Sam Raimi nunca ha sido mi fuerte. Es un buen director, enérgico, curioso y con su propio estilo. Pero sus películas no me han dejado particularmente marcado. Salvo una. Tal vez la más inesperada de todas. Y lo hizo desde que era personalmente pequeño. Y queriendo demostrar si los recuerdos de la infancia a nivel fílmico me daría la puñalada por la espalda o no -como me ha pasado más de una vez- volví a ver ‘Darkman’ cuando la adquirí en Blu Ray. Y sigue siendo para mí su mejor película hasta la fecha.

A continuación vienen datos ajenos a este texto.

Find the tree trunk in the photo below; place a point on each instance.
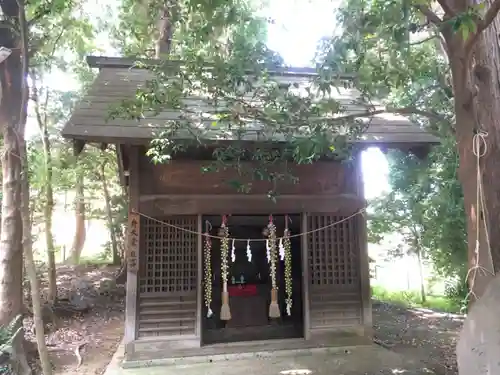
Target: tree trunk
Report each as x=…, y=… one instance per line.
x=478, y=347
x=423, y=296
x=165, y=29
x=80, y=230
x=48, y=214
x=31, y=270
x=109, y=215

Su producción no fue la mejor, pero el resultado final fue más que digno. ‘Darkman’ se ve digna de serie B o hasta C, pero con aspiraciones claras a serie A. Por una historia oscura y violenta, que no rechaza ninguno de sus afiches para divertir e inquietar a la audiencia (hoy día esta película, o hasta un remake siguiendo su patrón no sería posible). Por un personaje principal cuya trama nos mantiene enganchados y un ritmo febril que nos tiene entretenidos durante su hora y media cerrada de duración.

Ni la trilogía de ‘Posesión infernal’ aún siendo disfrutable a tope, ni la de ‘Spider-Man’ -tristemente en mi caso, he ido perdiendo el gusto en ellas con el pasar del tiempo, la segunda parte incluida-. Para mí, ‘Darkman’ es mi película favorita de Sam Raimi, aún sin ser realmente perfecta, su cinta de superhéroes (o anti-héroes) más conseguida y cuyo efecto aún me dura a día de hoy.